For her interview with RuPaul, Brooke Lynn Hytes wears a white dress with a matching headpiece. Silky Nutmeg Ganache has a black outfit with many hanging beads. Yvie Oddly's red outfit gives the appearance of flesh removal and she also wears a headpiece. For their appearances, Monét X Change wears a yellow dress and Aquaria wears a bird-inspired outfit.
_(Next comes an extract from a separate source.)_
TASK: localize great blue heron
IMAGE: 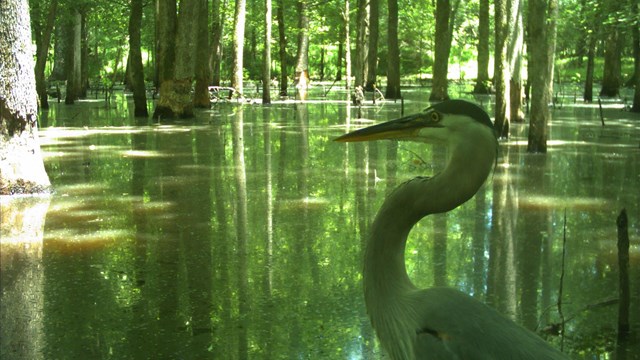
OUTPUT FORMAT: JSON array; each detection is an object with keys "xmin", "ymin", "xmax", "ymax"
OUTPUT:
[{"xmin": 336, "ymin": 100, "xmax": 568, "ymax": 360}]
For the lip-sync tournament, Brooke Lynn Hytes wears a black-and-red outfit and a short blonde wig. Silky Nutmeg Ganache starts with a pink dress and a large afro. She removes both, revealing a pink-and-white outfit and another wig. She removes these as well, revealing a blue-and-white outfit with a light blue wig. A'keria C. Davenport wears a blue outfit, part of which she removes, and a red wig. Yvie Oddly has a colorful outfit with yellow boots and a pink wig. Her green shorts have the text "Free Britney". For the final contest, Brooke Lynn Hytes starts with a black cover over her outfit with the text "Reveal", as well as a blonde wig. She removes then cover to reveal a bodysuit. Yvie Oddly has a gold-and-brown outfit with a mirrored headpiece.

== Reception ==
Kate Kulzick of The A.V. Club gave the episode a rating of 'B'. Writing for Vulture, Matt Rogers rated the episode three out of five stars. Joey Nolfi of Entertainment Weekly described the final lip-sync contest as "epic". Out magazine noted the reaction received by Yvvie Oddly's father.